Teen and adult readers who like their mysteries gritty and literary, with a touch of magic: seek this one out.
(Mystery. 15 & up)
Claire’s parents are keeping secrets that could kill her.
Sixteen-year-old Claire Takata is a spirited, inquisitive amateur locksmith and sleuth. Claire and her brothers have always believed their father died of a heart attack 10 years ago and that their mother met their stepdad after he died. But when Claire finds an old letter in her father’s journal and pictures locked away in her stepdad’s desk that reveal otherwise, she is determined to find out the truth. Why have her mom and stepdad lied to her? Why does her mom never want to talk about her father? And what really happened to him? Through letters Claire has written to him over the decade since his death, Claire’s father has served as her confidant, an outlet for her grief, frustrations, and longings. The author also makes smart use of these letters, interspersing them between chapters to deliver important back story. Claire’s grief and sense of loss are compounded when she eventually discovers that her father had been a member of the yakuza, transnational Japanese organized crime syndicates—and then her sleuthing attracts the attention of someone tied to her father's past....The romantic tension between Claire and her best friend, Forrest, plays out authentically in a subplot, and the novel’s twists and turns will keep readers riveted and guessing even after they finish the book.

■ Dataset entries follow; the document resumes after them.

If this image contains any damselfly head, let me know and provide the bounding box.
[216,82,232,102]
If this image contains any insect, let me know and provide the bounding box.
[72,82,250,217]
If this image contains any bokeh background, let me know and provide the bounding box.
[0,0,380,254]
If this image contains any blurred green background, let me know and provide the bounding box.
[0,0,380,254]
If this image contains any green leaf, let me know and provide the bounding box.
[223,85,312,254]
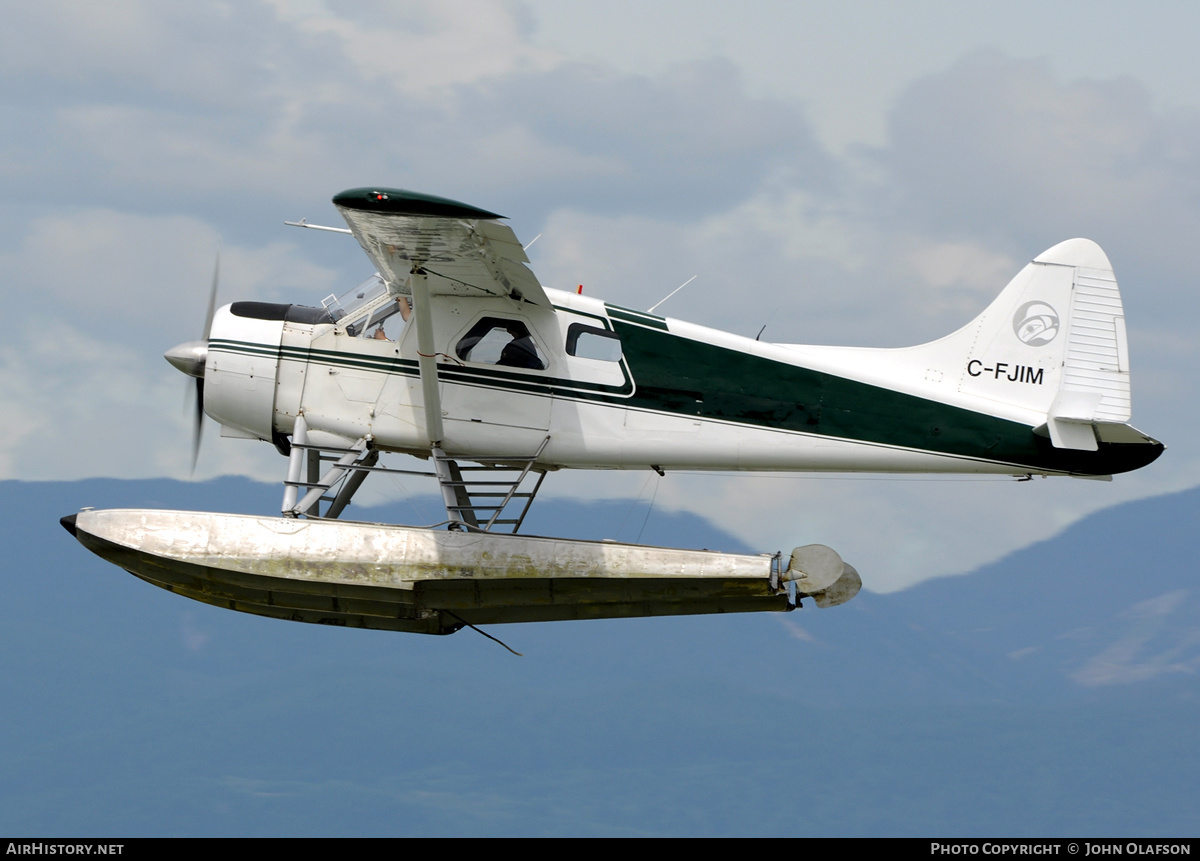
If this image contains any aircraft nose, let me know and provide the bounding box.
[162,341,209,379]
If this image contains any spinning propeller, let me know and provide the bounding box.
[163,249,221,472]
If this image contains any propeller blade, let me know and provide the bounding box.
[204,246,221,345]
[190,251,221,475]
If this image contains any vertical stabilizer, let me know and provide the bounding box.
[928,239,1130,451]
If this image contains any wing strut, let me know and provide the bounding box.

This fantastic debut packs a highly suspenseful blend of action, intrigue, and teen romance.
(Thriller. 12 & up)
A teen reporter busts a cyberbullying ring at her new school in Metropolis.
Lois Lane is new in town, and she's doing her best to keep her head down and her nose clean. Her Army general father is hoping to make their family's stay in Metropolis permanent, and Lois doesn't want to jeopardize that. She joins the Daily Scoop, a teen subsidiary of the Daily Planet, in an effort to make friends. Of course, trouble always has a way of finding Lois Lane. This first entry in a planned series gets plenty right. Lois is as fully rounded as she is in the comics, headstrong, smart, capable, and equipped with a solid moral compass. Bond (Girl on a Wire, 2014, etc.) provides her with plenty of interesting supporting characters to bounce off, establishing a world worthy of a series. Bond also resists the fan-service urge: there's no mention of Gotham, the Waynes, Lex Luthor, Central City, or any other landmark DC icon. The one big connection Bond makes is a playful one: Lois' online pal goes by the name "SmallvilleGuy," and few readers will not put the pieces together quickly regarding his true identity. Bond plays with their knowledge though, effectively turning this eye-roll–worthy quirk into a knowing smile, similar to the one Supes gives to viewers at the end of many a comic book and film. This lighthearted and playful tone permeates the novel, making for a nifty investigative mystery akin to Veronica Mars or Buffy the Vampire Slayer. Readers are in for a treat.
A spectacular prose start for DC Comics' spectacular lady.